Double vie

Je mène une double vie.
J’aurais pu parler d’une aventure. C’est comme ça que je le définissais. Mais il me semble plus juste, aujourd’hui, de parler de double vie.

On s’est rencontrés il y a bientôt deux ans.

J’ai eu besoin d’air. Besoin d’arrêter de tourner en rond dans cette tête aux fenêtres fermées et aux rideaux tirés. Besoin de changer d’air. Besoin de parler, d’échanger, de sortir des choses. Des choses que je ne saurais dire avec des mots « normaux » dans une conversation « normale ». Ces choses qui sont si profondément en moi, qui sont si structurantes, ou si insaisissables. Des vents violents, des souffles doux. Des tempêtes qui me font, me dessinent. Je suis une dune sous mes émotions, mes tourments, mes angoisses et mes joies.

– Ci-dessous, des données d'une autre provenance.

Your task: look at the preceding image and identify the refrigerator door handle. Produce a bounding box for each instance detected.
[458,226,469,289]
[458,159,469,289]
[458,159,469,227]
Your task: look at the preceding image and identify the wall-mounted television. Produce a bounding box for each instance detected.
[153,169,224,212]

Ces émotions me gouvernent, me tiennent, mais ne se dévoilent pas. De tous temps elles ont su se garder de trop franchir la barrière de ma bouche.
Comme dans une cocotte, à trop monter la pression doit être évacuée.

Alors je me suis fabriqué un cabanon, tout au fond d’un jardin, secret.
Loin des regards des amis, des proches, de la famille. Je me suis glissé dans un pseudonyme, et emménagé dans ce blog.

Loin des regards de mon vrai monde, de ces regards qui pourraient juger, ou être trop frappés, j’ai pu commencer à oser. Ce que je ne savais ou ne voulait dire, il fallait le souffle d’un texte pour y donner corps. Envelopper les émotions dans une couverture de mots.

Parfois les mots s’imposent. S’il ne peuvent franchir la barrière de la bouche il leur arrive se s’écouler par les doigts. Mais il leur faut parfois cet état second, ce moment où je deviens mon propre medium pour m’atteindre. Ce moment où j’ai un échange quasi spirite avec moi… ou l’un de ces « moi ».

On est ici dans mon jardin secret. Ce lieu ou je peux ouvrir la valise, tout déballer. Pas de crainte, pas de faux semblants. Pas de peurs, de reproches ou de doutes. Ici rien n’existe du dehors, personne ne me juge. Ici c’est le refuge, c’est mon chez moi secret, et je laisse venir des visiteurs inconnus.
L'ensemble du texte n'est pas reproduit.